KDnuggets Home » News » 2017 » Dec » Tutorials, Overviews » How to Generate FiveThirtyEight Graphs in Python ( 17:n48 )

How to Generate FiveThirtyEight Graphs in Python


In this post, we'll help you. Using Python's matplotlib and pandas, we'll see that it's rather easy to replicate the core parts of any FiveThirtyEight (FTE) visualization.



By Alex Olteanu, Student Success Specialist at Dataquest.io

If you read data science articles, you may have already stumbled upon FiveThirtyEight's content. Naturally, you were impressed by their awesome visualizations. You wanted to make your own awesome visualizations and so asked Quora and Reddit how to do it. You received some answers, but they were rather vague. You still can't get the graphs done yourself.

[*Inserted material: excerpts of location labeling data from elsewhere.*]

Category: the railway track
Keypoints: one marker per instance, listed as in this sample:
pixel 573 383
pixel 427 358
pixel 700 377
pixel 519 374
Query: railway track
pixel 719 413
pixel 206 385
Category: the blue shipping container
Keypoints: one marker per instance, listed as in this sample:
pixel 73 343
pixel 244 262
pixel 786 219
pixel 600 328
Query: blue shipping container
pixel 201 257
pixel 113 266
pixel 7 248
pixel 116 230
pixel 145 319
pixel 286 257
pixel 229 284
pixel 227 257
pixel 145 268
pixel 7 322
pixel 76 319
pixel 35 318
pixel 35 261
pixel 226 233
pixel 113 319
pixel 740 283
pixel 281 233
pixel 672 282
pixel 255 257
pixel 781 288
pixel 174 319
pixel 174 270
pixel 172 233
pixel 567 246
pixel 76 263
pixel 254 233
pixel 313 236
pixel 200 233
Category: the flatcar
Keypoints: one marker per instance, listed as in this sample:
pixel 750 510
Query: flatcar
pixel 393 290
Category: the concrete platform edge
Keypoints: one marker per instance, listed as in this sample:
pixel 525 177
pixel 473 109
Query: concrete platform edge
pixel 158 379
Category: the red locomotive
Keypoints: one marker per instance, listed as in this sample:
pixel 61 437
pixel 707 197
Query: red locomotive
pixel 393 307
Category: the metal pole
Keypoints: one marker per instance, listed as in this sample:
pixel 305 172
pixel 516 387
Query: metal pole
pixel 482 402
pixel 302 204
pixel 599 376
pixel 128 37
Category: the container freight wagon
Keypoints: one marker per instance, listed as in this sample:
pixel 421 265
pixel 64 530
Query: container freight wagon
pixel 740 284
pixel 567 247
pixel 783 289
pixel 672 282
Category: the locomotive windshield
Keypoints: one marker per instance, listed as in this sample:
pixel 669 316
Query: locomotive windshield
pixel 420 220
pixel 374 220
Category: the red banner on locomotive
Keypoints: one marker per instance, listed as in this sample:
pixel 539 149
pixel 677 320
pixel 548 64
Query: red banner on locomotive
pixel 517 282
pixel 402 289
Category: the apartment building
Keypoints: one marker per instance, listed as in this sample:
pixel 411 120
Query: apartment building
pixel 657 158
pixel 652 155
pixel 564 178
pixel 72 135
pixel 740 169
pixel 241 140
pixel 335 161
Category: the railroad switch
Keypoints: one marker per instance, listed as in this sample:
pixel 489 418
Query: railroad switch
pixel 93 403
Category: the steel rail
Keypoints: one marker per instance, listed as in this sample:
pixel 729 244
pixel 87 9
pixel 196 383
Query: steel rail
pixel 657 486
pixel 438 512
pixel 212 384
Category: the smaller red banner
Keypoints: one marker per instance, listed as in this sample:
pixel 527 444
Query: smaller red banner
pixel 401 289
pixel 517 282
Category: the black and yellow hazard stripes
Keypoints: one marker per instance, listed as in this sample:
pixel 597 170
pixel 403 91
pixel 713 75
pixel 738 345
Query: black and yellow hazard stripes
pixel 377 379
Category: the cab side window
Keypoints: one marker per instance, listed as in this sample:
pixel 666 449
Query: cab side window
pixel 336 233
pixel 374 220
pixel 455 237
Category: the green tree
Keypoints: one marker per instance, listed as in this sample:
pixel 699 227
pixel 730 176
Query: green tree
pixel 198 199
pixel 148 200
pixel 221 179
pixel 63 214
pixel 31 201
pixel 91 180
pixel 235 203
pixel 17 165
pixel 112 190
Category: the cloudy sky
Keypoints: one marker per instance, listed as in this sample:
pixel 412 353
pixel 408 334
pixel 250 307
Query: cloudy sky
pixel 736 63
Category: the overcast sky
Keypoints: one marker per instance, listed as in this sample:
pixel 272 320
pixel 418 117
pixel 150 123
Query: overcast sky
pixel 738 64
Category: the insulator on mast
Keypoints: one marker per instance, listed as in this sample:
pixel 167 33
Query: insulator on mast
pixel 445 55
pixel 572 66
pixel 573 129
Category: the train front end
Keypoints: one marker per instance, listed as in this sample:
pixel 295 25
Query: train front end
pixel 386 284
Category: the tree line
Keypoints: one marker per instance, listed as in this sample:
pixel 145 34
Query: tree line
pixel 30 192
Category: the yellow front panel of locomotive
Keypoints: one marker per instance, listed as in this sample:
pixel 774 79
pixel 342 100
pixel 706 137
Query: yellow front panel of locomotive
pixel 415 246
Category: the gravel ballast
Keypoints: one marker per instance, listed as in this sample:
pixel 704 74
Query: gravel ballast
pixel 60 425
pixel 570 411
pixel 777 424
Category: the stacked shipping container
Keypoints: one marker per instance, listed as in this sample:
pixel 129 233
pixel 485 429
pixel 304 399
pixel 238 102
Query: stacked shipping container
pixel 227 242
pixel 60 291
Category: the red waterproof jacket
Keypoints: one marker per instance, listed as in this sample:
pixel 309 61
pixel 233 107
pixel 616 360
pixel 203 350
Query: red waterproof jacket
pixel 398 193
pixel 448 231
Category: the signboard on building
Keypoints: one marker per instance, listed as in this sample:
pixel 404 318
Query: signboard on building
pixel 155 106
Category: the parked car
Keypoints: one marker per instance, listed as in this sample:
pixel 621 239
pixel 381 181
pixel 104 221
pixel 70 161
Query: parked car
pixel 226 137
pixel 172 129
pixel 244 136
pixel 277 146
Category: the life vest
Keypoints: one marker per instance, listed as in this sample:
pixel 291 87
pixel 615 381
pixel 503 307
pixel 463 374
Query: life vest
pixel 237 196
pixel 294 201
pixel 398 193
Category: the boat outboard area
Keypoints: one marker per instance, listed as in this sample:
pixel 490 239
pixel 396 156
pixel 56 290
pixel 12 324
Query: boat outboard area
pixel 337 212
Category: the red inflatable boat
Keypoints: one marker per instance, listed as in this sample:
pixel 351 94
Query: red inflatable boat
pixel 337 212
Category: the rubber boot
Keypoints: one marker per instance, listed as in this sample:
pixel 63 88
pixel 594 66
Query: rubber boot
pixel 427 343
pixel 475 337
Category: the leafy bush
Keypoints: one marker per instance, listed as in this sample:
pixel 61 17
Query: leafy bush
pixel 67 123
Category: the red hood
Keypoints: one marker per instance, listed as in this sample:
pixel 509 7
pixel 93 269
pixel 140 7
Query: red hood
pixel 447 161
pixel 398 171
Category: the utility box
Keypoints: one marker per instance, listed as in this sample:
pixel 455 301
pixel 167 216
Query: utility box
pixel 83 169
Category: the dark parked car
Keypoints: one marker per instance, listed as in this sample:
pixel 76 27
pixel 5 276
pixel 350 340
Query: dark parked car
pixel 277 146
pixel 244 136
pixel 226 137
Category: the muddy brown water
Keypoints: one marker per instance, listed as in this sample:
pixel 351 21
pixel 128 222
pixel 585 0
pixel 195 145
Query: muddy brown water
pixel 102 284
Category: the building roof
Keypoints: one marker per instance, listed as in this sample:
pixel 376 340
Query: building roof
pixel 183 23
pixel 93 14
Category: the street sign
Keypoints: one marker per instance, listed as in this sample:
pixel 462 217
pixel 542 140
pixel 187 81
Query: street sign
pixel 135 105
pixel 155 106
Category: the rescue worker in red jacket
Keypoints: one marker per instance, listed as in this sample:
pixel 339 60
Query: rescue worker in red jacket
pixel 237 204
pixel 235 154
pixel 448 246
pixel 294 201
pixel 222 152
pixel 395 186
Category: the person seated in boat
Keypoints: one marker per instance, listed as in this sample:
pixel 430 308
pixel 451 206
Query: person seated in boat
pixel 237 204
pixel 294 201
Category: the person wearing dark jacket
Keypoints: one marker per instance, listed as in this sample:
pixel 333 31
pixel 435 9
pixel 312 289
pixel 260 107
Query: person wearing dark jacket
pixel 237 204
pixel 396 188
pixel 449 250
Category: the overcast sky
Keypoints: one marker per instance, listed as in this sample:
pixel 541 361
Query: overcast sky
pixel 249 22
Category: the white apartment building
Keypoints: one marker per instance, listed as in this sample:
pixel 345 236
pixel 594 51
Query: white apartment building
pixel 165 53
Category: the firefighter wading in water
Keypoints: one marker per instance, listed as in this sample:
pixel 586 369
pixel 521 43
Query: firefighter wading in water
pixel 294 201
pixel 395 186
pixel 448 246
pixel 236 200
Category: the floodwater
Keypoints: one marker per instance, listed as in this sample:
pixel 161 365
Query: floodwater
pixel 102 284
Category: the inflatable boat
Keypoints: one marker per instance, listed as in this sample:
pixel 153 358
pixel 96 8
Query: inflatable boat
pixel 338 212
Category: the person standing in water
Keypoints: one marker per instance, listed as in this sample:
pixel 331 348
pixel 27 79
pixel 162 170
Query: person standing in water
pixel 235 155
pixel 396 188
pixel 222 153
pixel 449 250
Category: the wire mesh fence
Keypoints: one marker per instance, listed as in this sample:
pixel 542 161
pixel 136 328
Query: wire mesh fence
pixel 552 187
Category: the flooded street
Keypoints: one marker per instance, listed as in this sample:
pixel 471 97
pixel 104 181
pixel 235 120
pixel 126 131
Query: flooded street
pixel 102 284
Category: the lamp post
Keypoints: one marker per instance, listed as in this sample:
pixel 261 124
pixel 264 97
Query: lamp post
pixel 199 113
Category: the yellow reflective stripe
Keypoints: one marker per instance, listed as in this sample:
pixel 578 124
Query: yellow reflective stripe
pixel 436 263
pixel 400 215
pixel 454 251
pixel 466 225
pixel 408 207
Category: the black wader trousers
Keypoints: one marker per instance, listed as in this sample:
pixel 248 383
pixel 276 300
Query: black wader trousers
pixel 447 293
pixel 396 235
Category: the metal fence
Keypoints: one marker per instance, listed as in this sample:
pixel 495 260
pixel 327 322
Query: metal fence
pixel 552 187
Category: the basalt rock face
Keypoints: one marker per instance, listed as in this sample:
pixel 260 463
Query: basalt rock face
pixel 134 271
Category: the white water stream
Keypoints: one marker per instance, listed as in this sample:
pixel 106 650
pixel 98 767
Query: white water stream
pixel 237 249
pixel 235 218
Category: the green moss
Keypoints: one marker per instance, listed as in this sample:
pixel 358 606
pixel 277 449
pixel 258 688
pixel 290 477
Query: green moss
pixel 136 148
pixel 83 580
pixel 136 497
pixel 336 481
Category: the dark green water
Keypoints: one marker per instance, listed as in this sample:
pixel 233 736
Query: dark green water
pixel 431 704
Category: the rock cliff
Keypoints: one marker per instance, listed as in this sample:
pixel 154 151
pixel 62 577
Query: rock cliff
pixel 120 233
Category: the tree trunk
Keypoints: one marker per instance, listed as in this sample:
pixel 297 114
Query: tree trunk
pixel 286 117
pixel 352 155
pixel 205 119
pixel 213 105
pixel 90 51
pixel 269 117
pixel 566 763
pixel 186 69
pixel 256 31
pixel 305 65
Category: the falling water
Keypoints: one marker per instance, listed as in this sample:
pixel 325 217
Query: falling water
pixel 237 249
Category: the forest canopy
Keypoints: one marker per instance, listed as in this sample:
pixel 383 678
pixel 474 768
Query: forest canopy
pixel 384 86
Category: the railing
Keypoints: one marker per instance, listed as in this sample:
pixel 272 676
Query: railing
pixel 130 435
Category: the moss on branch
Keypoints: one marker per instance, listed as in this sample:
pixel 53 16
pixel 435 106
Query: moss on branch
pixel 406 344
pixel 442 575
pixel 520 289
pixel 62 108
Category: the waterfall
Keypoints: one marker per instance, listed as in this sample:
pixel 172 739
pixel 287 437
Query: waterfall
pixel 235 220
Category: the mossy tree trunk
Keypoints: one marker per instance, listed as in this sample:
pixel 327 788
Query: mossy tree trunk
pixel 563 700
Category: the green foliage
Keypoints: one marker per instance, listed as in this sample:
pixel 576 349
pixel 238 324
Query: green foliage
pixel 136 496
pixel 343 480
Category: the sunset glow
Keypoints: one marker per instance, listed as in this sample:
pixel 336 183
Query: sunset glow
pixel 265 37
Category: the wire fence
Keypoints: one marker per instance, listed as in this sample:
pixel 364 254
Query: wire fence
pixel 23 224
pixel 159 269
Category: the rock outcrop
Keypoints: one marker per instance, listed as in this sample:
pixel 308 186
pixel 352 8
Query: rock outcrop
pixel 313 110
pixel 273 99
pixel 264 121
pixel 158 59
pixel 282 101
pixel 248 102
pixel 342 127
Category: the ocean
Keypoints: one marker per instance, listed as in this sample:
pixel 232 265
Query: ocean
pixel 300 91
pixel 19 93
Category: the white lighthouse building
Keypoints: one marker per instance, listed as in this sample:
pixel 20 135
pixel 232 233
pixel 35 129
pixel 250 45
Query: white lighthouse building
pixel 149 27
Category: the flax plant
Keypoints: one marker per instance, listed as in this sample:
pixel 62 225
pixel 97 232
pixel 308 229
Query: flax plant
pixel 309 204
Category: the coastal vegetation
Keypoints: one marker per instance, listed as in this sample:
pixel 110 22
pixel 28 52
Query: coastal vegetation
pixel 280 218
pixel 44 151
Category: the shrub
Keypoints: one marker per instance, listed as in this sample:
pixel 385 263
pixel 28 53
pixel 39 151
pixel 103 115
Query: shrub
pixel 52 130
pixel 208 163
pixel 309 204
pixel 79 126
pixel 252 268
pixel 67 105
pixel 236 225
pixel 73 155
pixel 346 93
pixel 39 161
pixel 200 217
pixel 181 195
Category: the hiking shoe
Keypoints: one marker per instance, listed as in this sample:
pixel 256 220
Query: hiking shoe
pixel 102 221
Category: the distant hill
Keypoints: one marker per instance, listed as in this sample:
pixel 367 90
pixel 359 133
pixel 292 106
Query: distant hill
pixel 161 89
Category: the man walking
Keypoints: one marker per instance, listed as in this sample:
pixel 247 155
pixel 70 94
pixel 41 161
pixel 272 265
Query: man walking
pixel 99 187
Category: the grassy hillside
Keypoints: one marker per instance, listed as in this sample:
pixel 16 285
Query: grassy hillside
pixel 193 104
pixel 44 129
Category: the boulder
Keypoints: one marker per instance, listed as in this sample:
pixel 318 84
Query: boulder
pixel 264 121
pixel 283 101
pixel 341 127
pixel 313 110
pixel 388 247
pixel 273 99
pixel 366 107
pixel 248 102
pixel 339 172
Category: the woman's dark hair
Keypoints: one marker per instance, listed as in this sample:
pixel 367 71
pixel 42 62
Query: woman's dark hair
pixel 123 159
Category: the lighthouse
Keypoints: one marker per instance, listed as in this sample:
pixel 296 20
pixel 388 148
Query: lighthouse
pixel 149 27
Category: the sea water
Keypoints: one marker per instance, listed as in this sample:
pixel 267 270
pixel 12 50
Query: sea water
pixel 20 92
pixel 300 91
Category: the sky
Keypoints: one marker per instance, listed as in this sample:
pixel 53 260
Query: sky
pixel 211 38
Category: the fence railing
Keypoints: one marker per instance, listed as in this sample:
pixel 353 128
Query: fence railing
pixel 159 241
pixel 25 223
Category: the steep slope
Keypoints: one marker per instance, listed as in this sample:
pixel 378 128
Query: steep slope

In this post, we'll help you. Using Python's matplotlib and pandas, we'll see that it's rather easy to replicate the core parts of any FiveThirtyEight (FTE) visualization.

We'll start here:

default_graph

And, at the end of the tutorial, arrive here:

final3

To follow along, you'll need at least some basic knowledge of Python. If you know what's the difference between methods and attributes, then you're good to go.

 

Introducing the dataset

 
We'll work with data describing the percentages of Bachelors conferred to women in the US from 1970 to 2011. We'll use a dataset compiled by data scientist Randal Olson, who collected the data from the National Center for Education Statistics.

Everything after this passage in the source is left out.